元々は明治44(1911)年、創業した旅館でした。後藤新平、犬養毅、作家では司馬遼太郎、吉村昭、五木寛之のほか、国語学者金田一春彦らが宿泊した歴史があります。明治時代の旅籠の面影が残る木造2階建て。平成7(1995)年、惜しまれつつ廃業しました。

長らくそのままにされていましたが、平成24年春、新しい滞在型の観光名所として再生オープンしました。こちらのマスターは、ポーランドの方です。一棟貸ししているので、大勢で泊まるとお安くなります。建物の中は有料ですが、見学することができます。

一見すると普通の旅館に見えます。

モダンな造りのお風呂。

透明な床という斬新な造りの部屋もあります。夜暗くなるとLEDで、好きな色に染めることができます。

その感じがどこかで見たことあるな、と思って道後温泉の本館をいろんな光で照らしたアートイベントが昔あったのを思い出したんです。

その話をしたら、「うちの方が先で、そのアートイベントの方が見学にきてました」ということだそうです。

石造りの太鼓橋と大鳥居が印象的な「和霊神社」

宇和島駅から北の方へ向かうと、「和霊公園」があります。その公園を更に北に抜けていくと、須賀川にかかる大きな石橋が見えてきます。この「神幸橋(太鼓橋)」を渡ったところにあるのが「和霊神社」です。「和霊神社」の社殿は、四国でも指折りの大社といわれるだけあって、他のところの造りもスケールが大きいです。「神幸橋(太鼓橋)」もこの大きさのところはなかなかありません。

神社の正面には、太鼓橋のかかった川の手前に「和霊公園」がありますが、ここに石造りでは日本一の大きさといわれる大鳥居が空に向かってそびえ立っています。昭和13年建立されたミカゲ石づくりの大鳥居です。これもかなり大きいです。 

漁業を中心に広く産業の神として、中四国で崇められている和霊信仰。その総本山といえるのが、この「和霊神社」です。だからこれほどまでの大きな規模の神社になるんですね。

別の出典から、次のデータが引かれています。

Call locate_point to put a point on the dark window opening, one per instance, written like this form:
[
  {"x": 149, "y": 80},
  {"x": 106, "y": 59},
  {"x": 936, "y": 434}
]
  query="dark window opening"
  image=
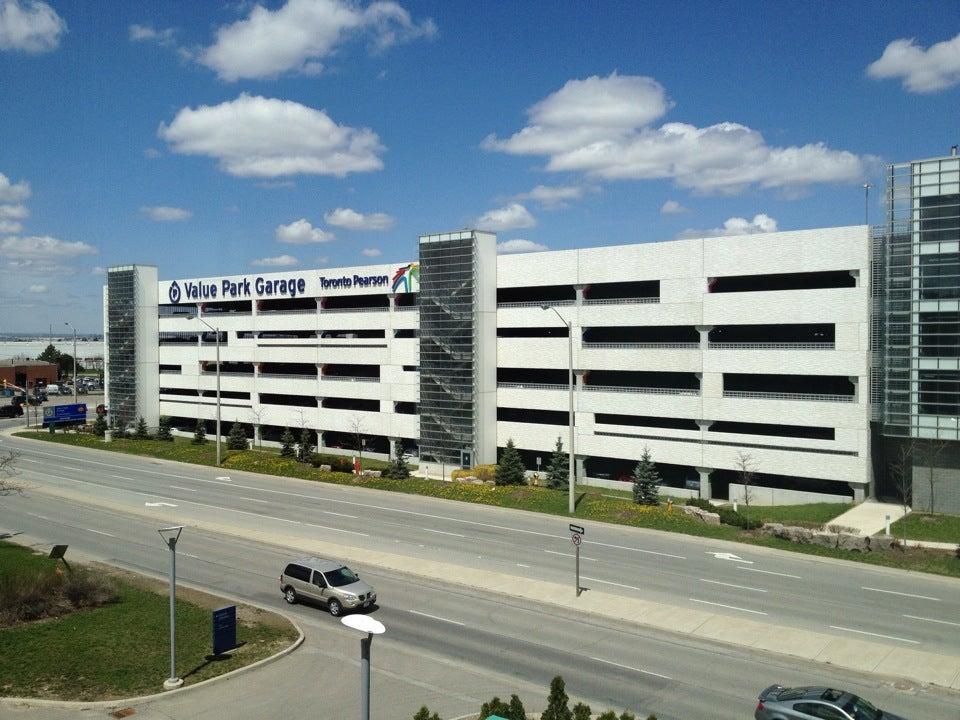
[
  {"x": 788, "y": 384},
  {"x": 646, "y": 421},
  {"x": 638, "y": 289},
  {"x": 545, "y": 294},
  {"x": 541, "y": 417},
  {"x": 289, "y": 400},
  {"x": 352, "y": 404},
  {"x": 797, "y": 431},
  {"x": 784, "y": 334},
  {"x": 641, "y": 334},
  {"x": 782, "y": 281}
]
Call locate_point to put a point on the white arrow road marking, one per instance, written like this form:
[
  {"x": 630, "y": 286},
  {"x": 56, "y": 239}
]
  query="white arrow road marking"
[{"x": 730, "y": 556}]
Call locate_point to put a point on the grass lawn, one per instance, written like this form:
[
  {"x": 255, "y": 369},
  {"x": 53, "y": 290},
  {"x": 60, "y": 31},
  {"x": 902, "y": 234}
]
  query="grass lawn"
[
  {"x": 593, "y": 503},
  {"x": 120, "y": 649},
  {"x": 922, "y": 526}
]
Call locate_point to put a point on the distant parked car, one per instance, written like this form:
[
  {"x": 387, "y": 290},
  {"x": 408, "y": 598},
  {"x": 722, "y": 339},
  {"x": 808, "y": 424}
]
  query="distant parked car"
[{"x": 816, "y": 703}]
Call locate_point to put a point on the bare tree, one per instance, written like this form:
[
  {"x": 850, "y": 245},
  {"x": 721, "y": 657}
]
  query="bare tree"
[{"x": 8, "y": 471}]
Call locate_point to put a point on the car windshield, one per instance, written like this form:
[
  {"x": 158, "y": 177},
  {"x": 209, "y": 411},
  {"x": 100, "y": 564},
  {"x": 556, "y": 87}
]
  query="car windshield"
[
  {"x": 340, "y": 577},
  {"x": 860, "y": 709}
]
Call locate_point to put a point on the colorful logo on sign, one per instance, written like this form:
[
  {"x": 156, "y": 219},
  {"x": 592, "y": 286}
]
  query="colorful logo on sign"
[{"x": 407, "y": 278}]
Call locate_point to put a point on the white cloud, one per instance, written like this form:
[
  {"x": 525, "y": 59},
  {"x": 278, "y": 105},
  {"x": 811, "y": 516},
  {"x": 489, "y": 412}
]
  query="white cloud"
[
  {"x": 922, "y": 70},
  {"x": 29, "y": 25},
  {"x": 353, "y": 220},
  {"x": 736, "y": 226},
  {"x": 552, "y": 197},
  {"x": 10, "y": 192},
  {"x": 301, "y": 232},
  {"x": 511, "y": 217},
  {"x": 255, "y": 136},
  {"x": 296, "y": 36},
  {"x": 508, "y": 247},
  {"x": 163, "y": 213},
  {"x": 672, "y": 207},
  {"x": 601, "y": 127},
  {"x": 278, "y": 261}
]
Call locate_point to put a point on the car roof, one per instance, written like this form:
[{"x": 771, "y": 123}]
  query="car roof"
[{"x": 320, "y": 564}]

祭神である山家清兵衛(やんべせえべえ)は、米沢の生まれ。伊達秀宗の元で、産業の拡充、民政の安定に手腕を発揮した清兵衛ですが、元和6年(1620)凶刃に倒れました。その後この事件に関与した者が相次いで海難や落雷で変死したため、人々は清兵衛の怨霊だと恐れ、その霊を城北の地にまつりました。それが和霊神社の始まりです。

7月23・24日の「和霊大祭」は四国の有名な祭りの一つでもあり、「うわじま牛鬼まつり」と同時に開催されます。

懐かしいがある駄菓子屋「ナイトストア山本」

「和霊公園」の近くに、子供たちが集まるお菓子屋さんがありました。和霊公園で遊んでいた子供たちがみんな「ナイトストア山本」に吸い込まれて行きます。

みんな何を頼むかと思ったら、かき氷でした。

マスカットのかき氷をいただきました。小サイズは100円!!!安い!

大でも150円。10種類くらいシロップの味があります。